Von Saskia Aleythe, Antholz

Als diese Biathlon-WM auf die Zielgerade einbog, stemmte sich Dorothea Wierer mit letzter Kraft auf ihre Stöcke. Die über 10 000 Zuschauer fassende Tribüne jubelte ihr noch einmal zu; die Doromania hatte sich rasant verbreitet, also wurde sie auch noch einmal gefeiert, auch wenn eine andere schon im Ziel war und Geschichte geschrieben hatte: Norwegens Marte Olsbu Roeiseland sammelte mit Gold im Massenstart ihre siebte Medaille in Antholz ein, mehr war keiner anderen zuvor bei einer Weltmeisterschaft gelungen. Sie knackte damit den Rekord von Laura Dahlmeier aus Hochfilzen 2017, als die Single-Mixed-Staffel allerdings noch nicht zum WM-Programm gehörte.

Roeiseland ist die erfolgreichste Athletin, trotzdem sagte sie nach ihrer fünften Goldmedaille in Antholz: "Doro ist die Königin des Biathlons." Im Gesamtweltcup steht Wierer auch ganz oben. Ihre Heim-WM ist mit vier Medaillen, darunter zwei goldene im Einzel und in der Verfolgung, nicht gerade schlecht verlaufen.

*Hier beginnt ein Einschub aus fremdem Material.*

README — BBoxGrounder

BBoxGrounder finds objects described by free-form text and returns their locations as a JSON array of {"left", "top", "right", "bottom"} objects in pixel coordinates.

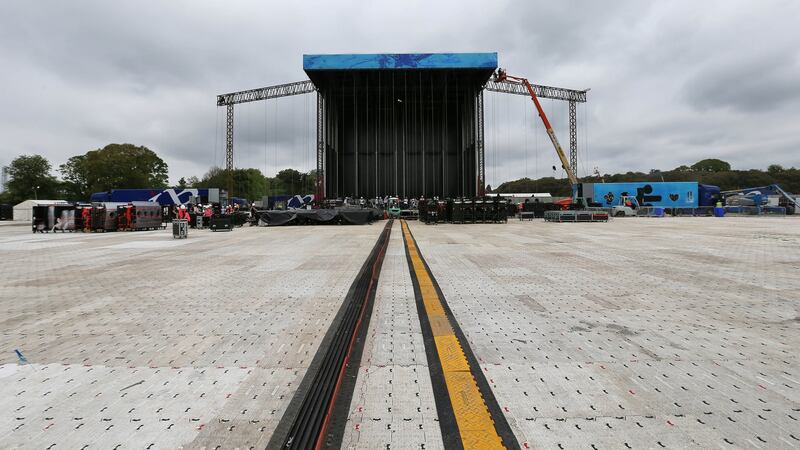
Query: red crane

Und die Deutschen? "Die Medaillenbilanz ist gut", fand Karin Orgeldinger, Sportdirektorin der Sparte Nordisch/Biathlon im Deutschen Skiverband (DSV); fünf Podiumsbesuche waren in Südtirol gelungen. Verfolgungs-Silber für Denise Herrmann, Einzel-Silber für Vanessa Hinz, dazu je Silber in Single-Mixed- und Frauen-Staffel, die Männer-Staffel mit Bronze. "Ich habe zwei Medaillen, bin bei den letzten Höhepunkten immer leer nach Hause gefahren, von daher bin ich schon zufrieden", sagte Preuß am Sonntag. Vanessa Hinz wollte indes schnell nach Hause zu Oma und Tante, "die haben den Sekt schon kaltgestellt". Im Gegensatz zu den Männern, die erstmals seit 2016 ohne Einzelmedaille blieben, hat sich die WM für die deutschen Frauen zu einem unter der Saison noch kaum zu erwarteten Erfolg entwickelt. Nur golden glänzten die Medaillen in Hochfilzen nicht. Das ist die neue deutsche Realität ohne eine Ausnahmekönnerin wie Laura Dahlmeier.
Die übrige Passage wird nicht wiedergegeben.